LAGO DI GARDA - Finalmente in approvazione la legge sulla sanificazione delle carene e dei motori delle barche che arrivano sul Garda da altri bacini.

Il 2026 dovrebbe aprirsi con l’entrata in vigore di questa norma voluta dalla Comunità del Garda e prevista dal Contratto di Lago, sottoscritto dai sindaci nel 2019 a Peschiera (leggi qui il Contratto di Lago).

L’obiettivo è proteggere l’ecosistema gardesano dagli “attacchi alieni”, ovvero dall’invasione di specie non autoctone che viaggiano da un bacino all’altro attaccate agli scafi delle barche o presenti nelle acque di sentina contaminate.

Dopo i passaggi nelle commissioni competenti, la proposta di legge si appresta a essere recepita dai Consigli regionali.

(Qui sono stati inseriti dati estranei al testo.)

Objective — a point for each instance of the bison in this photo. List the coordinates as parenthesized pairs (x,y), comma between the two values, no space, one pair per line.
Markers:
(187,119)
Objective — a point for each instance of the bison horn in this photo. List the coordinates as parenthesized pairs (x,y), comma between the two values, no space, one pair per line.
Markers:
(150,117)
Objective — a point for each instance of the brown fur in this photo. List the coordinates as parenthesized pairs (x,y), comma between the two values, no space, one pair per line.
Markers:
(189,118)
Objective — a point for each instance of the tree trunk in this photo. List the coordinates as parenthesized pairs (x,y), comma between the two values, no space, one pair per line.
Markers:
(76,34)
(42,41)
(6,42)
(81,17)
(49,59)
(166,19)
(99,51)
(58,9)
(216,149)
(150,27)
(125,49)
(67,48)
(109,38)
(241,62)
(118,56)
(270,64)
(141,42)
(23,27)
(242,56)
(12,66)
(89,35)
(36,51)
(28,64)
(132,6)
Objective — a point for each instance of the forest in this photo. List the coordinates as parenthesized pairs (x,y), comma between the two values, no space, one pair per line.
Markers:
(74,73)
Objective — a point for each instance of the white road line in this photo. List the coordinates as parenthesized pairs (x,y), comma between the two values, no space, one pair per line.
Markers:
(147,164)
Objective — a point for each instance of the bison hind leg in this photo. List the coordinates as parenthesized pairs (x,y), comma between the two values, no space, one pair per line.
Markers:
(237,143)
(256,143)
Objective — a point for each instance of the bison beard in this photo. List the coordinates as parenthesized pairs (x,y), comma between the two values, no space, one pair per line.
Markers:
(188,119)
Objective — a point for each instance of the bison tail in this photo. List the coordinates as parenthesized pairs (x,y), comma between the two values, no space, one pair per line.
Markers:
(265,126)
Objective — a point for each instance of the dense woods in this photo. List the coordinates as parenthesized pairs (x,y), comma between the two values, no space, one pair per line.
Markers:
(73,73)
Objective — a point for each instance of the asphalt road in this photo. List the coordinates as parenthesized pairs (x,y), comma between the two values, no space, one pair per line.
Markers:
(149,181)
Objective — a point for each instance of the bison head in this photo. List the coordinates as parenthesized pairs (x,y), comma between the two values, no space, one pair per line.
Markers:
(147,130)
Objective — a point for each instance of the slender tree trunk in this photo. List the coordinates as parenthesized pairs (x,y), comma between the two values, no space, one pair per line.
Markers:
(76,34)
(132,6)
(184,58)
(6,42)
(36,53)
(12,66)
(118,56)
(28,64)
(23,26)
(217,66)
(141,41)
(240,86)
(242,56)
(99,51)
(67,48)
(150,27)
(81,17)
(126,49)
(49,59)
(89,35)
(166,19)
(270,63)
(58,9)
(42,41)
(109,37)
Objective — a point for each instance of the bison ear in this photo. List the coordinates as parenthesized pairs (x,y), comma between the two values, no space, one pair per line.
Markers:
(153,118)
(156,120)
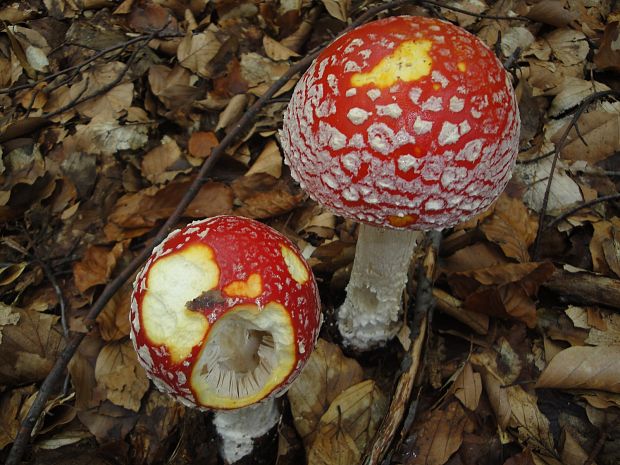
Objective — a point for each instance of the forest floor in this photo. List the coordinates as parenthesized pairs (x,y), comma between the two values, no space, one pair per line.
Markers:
(110,108)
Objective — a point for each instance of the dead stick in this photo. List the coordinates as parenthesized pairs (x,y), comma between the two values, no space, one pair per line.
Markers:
(48,384)
(402,394)
(558,148)
(21,441)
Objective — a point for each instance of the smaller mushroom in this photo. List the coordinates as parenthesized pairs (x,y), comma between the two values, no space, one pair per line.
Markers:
(404,124)
(224,315)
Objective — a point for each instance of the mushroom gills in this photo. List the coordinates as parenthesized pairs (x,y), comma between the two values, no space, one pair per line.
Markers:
(238,358)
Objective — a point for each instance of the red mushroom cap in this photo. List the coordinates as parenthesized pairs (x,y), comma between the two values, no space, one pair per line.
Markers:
(224,313)
(404,122)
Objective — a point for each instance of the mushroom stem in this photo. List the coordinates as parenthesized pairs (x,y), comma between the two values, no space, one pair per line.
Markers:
(370,314)
(240,429)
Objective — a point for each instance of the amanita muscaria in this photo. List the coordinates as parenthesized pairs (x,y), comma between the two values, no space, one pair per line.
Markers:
(224,315)
(403,124)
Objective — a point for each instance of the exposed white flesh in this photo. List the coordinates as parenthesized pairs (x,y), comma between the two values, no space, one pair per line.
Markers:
(370,315)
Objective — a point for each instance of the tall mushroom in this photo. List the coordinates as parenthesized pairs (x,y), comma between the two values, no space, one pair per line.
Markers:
(404,124)
(224,315)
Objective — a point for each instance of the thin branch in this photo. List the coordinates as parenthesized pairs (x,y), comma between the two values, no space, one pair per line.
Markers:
(558,148)
(83,64)
(47,387)
(566,214)
(476,15)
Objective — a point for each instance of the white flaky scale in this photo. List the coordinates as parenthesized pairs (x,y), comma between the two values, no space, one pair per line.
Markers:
(432,131)
(226,321)
(358,115)
(393,110)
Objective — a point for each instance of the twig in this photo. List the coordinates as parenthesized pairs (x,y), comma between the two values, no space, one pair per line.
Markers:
(566,214)
(476,15)
(101,91)
(21,441)
(400,409)
(80,66)
(558,148)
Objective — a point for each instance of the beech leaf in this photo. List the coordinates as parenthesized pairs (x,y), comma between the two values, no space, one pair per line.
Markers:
(584,368)
(326,374)
(119,372)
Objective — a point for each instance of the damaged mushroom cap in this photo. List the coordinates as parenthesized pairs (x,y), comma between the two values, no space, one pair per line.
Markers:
(404,122)
(224,313)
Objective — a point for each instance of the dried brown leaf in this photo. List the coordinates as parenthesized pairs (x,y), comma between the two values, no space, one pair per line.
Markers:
(569,46)
(119,373)
(172,86)
(233,111)
(96,266)
(572,452)
(511,227)
(608,53)
(552,12)
(113,321)
(439,435)
(516,409)
(112,103)
(269,161)
(29,347)
(326,375)
(584,368)
(572,92)
(109,423)
(164,162)
(102,136)
(201,143)
(196,51)
(355,415)
(333,447)
(262,196)
(7,317)
(564,191)
(261,72)
(161,417)
(339,9)
(11,413)
(596,137)
(276,51)
(142,210)
(88,393)
(468,387)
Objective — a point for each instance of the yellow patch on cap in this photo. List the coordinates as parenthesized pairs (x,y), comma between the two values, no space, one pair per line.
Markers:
(295,266)
(172,282)
(409,62)
(251,288)
(402,221)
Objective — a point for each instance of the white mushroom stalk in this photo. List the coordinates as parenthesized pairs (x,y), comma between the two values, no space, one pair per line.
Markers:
(224,315)
(404,123)
(371,313)
(240,429)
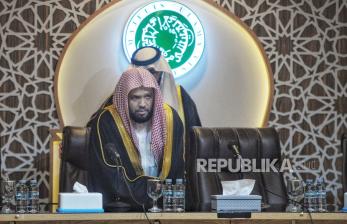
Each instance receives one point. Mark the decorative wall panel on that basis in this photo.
(305, 40)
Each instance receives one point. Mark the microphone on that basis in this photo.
(236, 153)
(118, 205)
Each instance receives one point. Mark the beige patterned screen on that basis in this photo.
(305, 41)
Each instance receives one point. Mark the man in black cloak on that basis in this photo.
(138, 135)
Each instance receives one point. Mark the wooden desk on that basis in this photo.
(170, 218)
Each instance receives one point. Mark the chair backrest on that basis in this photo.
(344, 169)
(74, 157)
(253, 143)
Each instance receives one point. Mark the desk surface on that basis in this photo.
(196, 216)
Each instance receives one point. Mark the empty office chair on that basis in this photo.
(253, 143)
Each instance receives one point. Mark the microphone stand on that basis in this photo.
(118, 205)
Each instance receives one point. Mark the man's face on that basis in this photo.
(155, 73)
(140, 102)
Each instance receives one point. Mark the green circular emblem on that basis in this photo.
(170, 26)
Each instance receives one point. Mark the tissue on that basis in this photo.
(238, 187)
(79, 188)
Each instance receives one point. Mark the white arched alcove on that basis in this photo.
(231, 84)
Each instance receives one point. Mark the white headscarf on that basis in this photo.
(131, 79)
(150, 57)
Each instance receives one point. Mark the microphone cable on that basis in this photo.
(128, 187)
(302, 204)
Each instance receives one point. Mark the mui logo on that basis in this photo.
(170, 26)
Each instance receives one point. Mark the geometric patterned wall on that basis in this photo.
(305, 41)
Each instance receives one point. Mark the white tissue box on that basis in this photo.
(80, 203)
(236, 203)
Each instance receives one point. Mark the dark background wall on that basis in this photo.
(305, 41)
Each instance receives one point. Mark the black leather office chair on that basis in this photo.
(253, 143)
(74, 157)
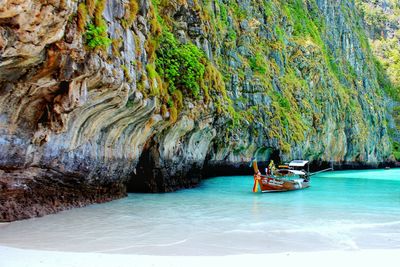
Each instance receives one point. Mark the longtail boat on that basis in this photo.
(292, 176)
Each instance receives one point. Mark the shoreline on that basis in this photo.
(15, 257)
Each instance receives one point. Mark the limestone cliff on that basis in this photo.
(100, 96)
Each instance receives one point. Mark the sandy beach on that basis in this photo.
(12, 257)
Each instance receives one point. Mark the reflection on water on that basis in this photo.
(341, 210)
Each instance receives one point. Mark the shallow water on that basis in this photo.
(342, 210)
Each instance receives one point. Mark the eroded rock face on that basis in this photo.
(77, 126)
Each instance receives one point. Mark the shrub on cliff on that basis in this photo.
(181, 65)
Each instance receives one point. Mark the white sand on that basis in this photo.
(12, 257)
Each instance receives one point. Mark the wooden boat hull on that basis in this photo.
(274, 184)
(270, 183)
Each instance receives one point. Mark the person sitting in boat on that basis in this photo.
(271, 167)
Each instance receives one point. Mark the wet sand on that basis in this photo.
(12, 257)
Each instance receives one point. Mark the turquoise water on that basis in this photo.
(345, 210)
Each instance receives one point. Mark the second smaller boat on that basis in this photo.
(286, 178)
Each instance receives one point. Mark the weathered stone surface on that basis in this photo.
(79, 126)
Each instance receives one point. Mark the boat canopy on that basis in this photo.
(297, 172)
(298, 163)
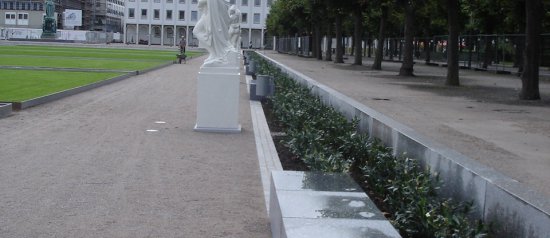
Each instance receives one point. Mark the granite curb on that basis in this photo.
(5, 109)
(496, 197)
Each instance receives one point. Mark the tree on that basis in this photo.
(452, 44)
(408, 60)
(381, 38)
(358, 31)
(530, 76)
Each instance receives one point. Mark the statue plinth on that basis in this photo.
(218, 99)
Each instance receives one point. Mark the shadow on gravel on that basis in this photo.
(499, 95)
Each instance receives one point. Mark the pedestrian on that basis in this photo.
(182, 44)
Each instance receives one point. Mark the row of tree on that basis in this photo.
(410, 18)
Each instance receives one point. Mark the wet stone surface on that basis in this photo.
(314, 181)
(314, 204)
(307, 204)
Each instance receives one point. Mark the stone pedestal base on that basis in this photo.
(218, 100)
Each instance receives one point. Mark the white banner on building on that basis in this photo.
(72, 17)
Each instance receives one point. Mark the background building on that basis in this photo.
(98, 15)
(164, 22)
(21, 14)
(103, 15)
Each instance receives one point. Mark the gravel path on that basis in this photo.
(86, 166)
(482, 119)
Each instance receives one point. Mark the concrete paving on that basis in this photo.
(123, 161)
(481, 119)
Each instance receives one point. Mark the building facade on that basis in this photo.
(21, 14)
(164, 22)
(98, 15)
(103, 15)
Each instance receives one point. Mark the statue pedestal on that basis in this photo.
(218, 100)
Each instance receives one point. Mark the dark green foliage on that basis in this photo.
(327, 141)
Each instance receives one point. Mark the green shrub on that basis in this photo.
(326, 141)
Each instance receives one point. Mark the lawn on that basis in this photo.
(21, 85)
(18, 85)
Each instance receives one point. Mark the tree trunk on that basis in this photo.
(353, 41)
(530, 76)
(314, 42)
(329, 43)
(358, 36)
(319, 44)
(408, 60)
(317, 53)
(452, 44)
(428, 50)
(488, 57)
(339, 47)
(369, 52)
(381, 38)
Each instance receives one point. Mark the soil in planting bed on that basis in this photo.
(288, 160)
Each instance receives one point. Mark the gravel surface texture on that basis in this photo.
(123, 161)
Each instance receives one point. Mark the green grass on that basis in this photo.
(21, 85)
(98, 53)
(82, 63)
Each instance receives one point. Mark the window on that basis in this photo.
(169, 32)
(10, 18)
(256, 18)
(156, 31)
(181, 16)
(156, 13)
(143, 13)
(22, 19)
(193, 15)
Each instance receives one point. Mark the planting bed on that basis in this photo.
(325, 141)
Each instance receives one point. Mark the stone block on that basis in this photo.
(218, 100)
(315, 204)
(5, 109)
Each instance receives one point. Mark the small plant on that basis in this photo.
(327, 141)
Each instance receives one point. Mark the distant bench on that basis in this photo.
(319, 205)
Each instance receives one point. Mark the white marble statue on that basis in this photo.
(211, 31)
(235, 27)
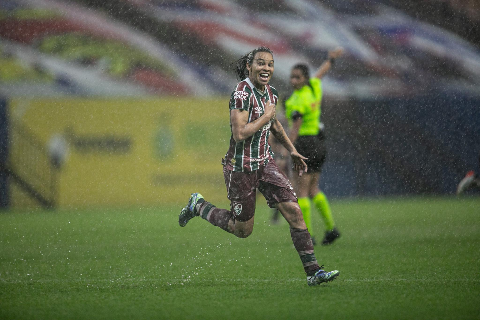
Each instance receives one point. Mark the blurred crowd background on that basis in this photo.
(401, 107)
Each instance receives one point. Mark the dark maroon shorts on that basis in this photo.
(242, 186)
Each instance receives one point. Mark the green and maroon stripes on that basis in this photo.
(247, 155)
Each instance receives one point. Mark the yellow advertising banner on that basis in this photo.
(131, 152)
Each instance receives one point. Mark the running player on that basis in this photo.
(303, 110)
(249, 165)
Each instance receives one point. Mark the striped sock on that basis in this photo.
(304, 246)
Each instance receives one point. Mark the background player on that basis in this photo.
(303, 109)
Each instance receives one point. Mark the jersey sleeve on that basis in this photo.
(240, 99)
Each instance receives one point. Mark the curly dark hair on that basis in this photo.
(241, 64)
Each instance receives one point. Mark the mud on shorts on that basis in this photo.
(242, 187)
(314, 149)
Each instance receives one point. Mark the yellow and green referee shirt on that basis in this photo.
(306, 101)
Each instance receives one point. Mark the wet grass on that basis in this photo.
(399, 259)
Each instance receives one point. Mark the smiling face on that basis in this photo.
(261, 69)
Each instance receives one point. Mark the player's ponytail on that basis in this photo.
(241, 64)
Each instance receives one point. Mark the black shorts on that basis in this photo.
(242, 186)
(312, 147)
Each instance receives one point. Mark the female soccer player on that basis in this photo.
(303, 110)
(249, 165)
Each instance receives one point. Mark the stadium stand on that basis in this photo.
(402, 102)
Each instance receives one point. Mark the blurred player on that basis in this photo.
(249, 165)
(471, 180)
(303, 109)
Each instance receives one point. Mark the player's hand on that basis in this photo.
(337, 52)
(298, 163)
(270, 110)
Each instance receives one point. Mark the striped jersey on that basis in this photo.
(248, 155)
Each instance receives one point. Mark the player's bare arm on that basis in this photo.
(279, 133)
(242, 129)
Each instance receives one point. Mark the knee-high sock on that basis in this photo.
(322, 205)
(304, 204)
(217, 217)
(303, 243)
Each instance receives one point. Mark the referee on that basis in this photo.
(303, 110)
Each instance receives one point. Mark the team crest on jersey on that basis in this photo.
(237, 208)
(240, 95)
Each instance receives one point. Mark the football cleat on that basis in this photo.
(322, 276)
(189, 211)
(330, 236)
(466, 182)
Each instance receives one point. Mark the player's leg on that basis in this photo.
(279, 193)
(239, 219)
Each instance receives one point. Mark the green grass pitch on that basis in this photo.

Lo ha annunciato la presidente della Comunità del Garda, senatrice Mariastella Gelmini, in occasione della recente assemblea generale dell’ente: «La legge sulla sanificazione di carene e motori, la prima in Italia a tutela delle specie autoctone e per la limitazione delle specie alloctone invasive, sarà approvata nei due prossimi Consigli regionali in Lombardia e Trentino, mentre per il Veneto andrà in approvazione nel primo Consiglio regionale post elezioni». Trattandosi di una legge d’intesa interregionale, la norma entrerà in vigore quando tutti gli enti coinvolti l’avranno approvata, presumibilmente nei primi mesi del 2026.

 

Perché è importante sanificare le barche

La sanificazione delle carene è già obbliogatoria in diversi laghi europei. Il Garda, su questo, arriva con un certo ritardo.

Sanificare carene e motori è ormai un’esigenza improrogabile per il Garda, il lago italiano ed europeo che detiene un singolare record negativo: è quello in cui è accertata la presenza del maggior numero di specie acquatiche alloctone, cioè aliene colonizzatrici, provenienti da altri territori — ben 43 (23 pesci, 16 invertebrati, 3 macrofite e una macroalga; ne avevamo scritto qui e qui).

Eradicarle è impossibile, ma si possono almeno prevenire nuove invasioni, sempre più probabili in un mondo globalizzato. Come? Appunto, sanificando i natanti provenienti da altri bacini prima di farli navigare nel Garda.

 

Come avviene la sanificazione

Dal punto di vista pratico, la sanificazione è un’operazione piuttosto semplice: si effettua con un’idropulitrice, tramite un getto d’acqua ad alta temperatura, senza l’uso di detergenti o sostanze chimiche, avendo l’accortezza di scaricare le acque di scolo in un tombino collegato alla rete fognaria.

È un intervento che richiede pochi minuti e per il quale tutti i porti e le marine del lago sono già attrezzati.

I costi? Dai 20 euro per le barche più piccole (fino a 12 metri) ai 70 per i natanti oltre i 24 metri. A pulizia conclusa, il natante otterrà un apposito contrassegno che certifica l’avvenuta sanificazione.